По воскресеньям я отдыхал: устраивался на канапе в столовой с трубкой в зубах и наблюдал за доной Аугустой, которая в праздничные дни имела обыкновение мыть голову лейтенанту Коусейро яичным белком, выводя таким способом перхоть. Этот час, особенно летом, был наиприятнейшим: в чуть приоткрытые окна столовой проникало дыхание жаркого солнечного дня, слышался далекий звон колоколов церкви Непорочного зачатия и воркование слетавшихся на балкон горлиц; над старым батистом — бывшей свадебной фатой мадам Маркес, которая теперь покрывала на буфете тарелку с пьяной вишней, — стояло монотонное жужжание мух; завернутый в простыню, точно идол в мантию, Коусейро то и дело задремывал под успокоительный массаж ласковых рук доны Аугусты, а она, оттопырив белый пухлый мизинец, продолжала расчесывать его волосы частым гребешком, оставлявшим на голове лейтенанта ровные блестящие борозды… Тогда, растроганный, я говорил нежнейшей доне Аугусте:
— Ах, сеньора, вы просто ангел!
Она смеялась и называла меня недоноском! Нисколько не обижаясь, я улыбался. Ведь недоноском меня звали и дома, а все потому, что я был щуплым, легко проскальзывал в любую дверь, боялся мышей, вешал в изголовье своей кровати литографию Богоматери всех скорбей, принадлежавшую моей матушке, и, сколько себя помню, всегда горбился. Да, горбился, к несчастью, горбился, должно быть, оттого, что, еще будучи в университете, сгибался вперегиб и отступал назад, как перепуганная сорока, перед сеньорами профессорами, а позже, уже в отделе министерства, опускал глаза и голову в присутствии высшего начальства. Подобное поведение вполне приличествует бакалавру, оно свидетельствует о порядке в хорошо организованном государстве, а мне обеспечивает спокойные воскресные дни, возможность носить чистое белье и иметь в месяц двадцать тысяч рейсов жалованья.

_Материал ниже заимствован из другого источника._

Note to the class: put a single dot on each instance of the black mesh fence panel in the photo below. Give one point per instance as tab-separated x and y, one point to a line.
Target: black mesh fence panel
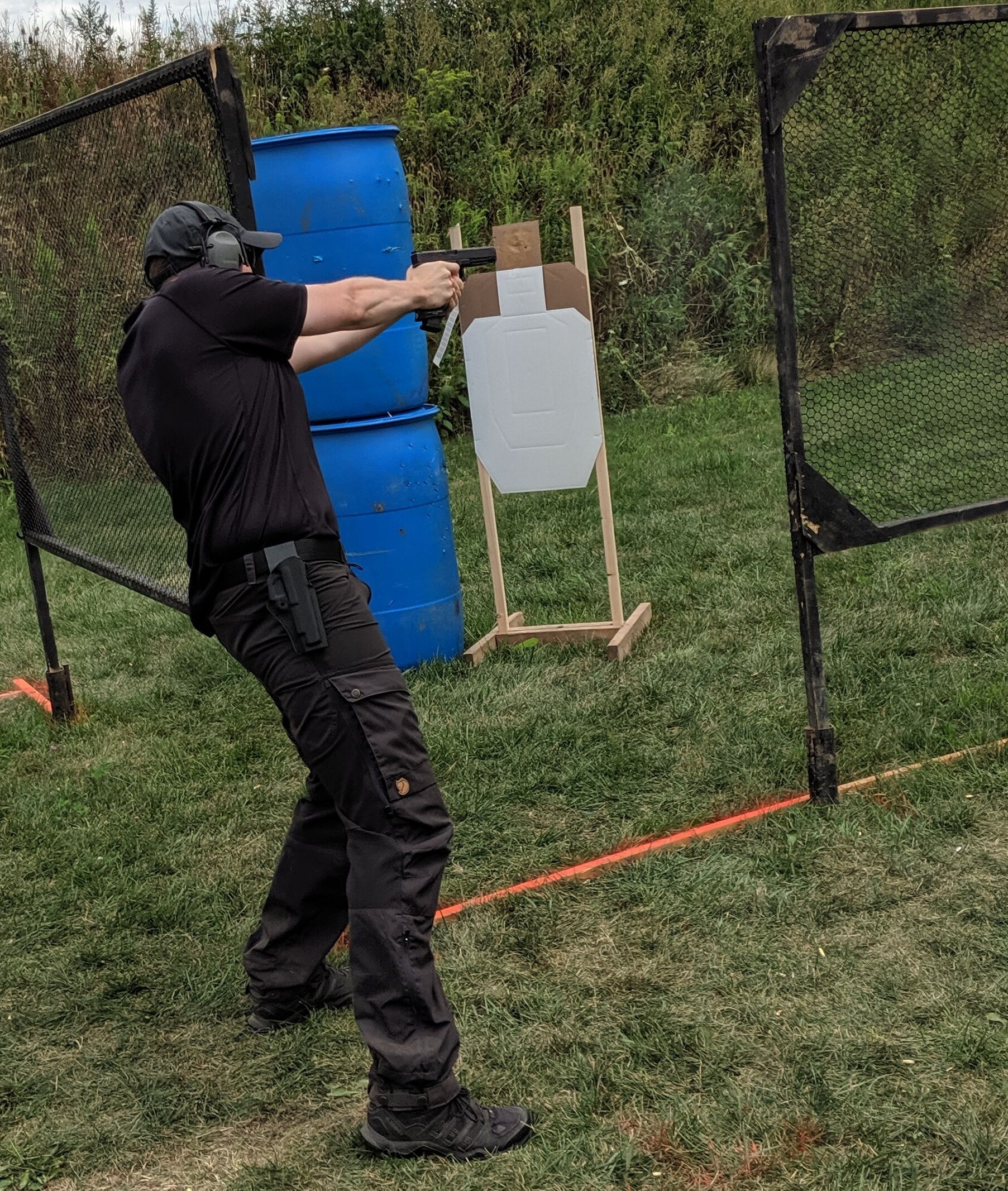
75	202
896	157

И все же не стану отрицать, что именно в ту пору я был честолюбив, и это хорошо знали проницательная мадам Маркес и весельчак Коусейро. Нет, в груди моей совсем не бушевал огонь желания повелевать с высоты какого-либо трона многочисленным человеческим стадом, и душа моя никогда не льстилась надеждой, что я буду разъезжать по Байше в парадной карете со стоящими на запятках ливрейными лакеями, однако я мечтал, — да, страстно мечтал, — ужинать в отеле «Центральный», и с шампанским, пожимать холеные ручки виконтесс и раза два в неделю по меньшей мере засыпать в немом экстазе на юной груди Венеры. О-о, молодые люди, спешащие в Сан-Карлос в дорогих сюртуках, из-под которых белеют их праздничные галстуки! О-о, экипажи, полные андалусок, едущих на бой быков! Сколько же раз вы заставляли меня завистливо вздыхать! Ведь сознание, что двадцать тысяч рейсов в месяц и мой застенчивый вид недоноска навсегда исключают для меня эти житейские радости, ранило мою душу, подобно стреле, которая, вонзясь в ствол дерева, долго дрожит.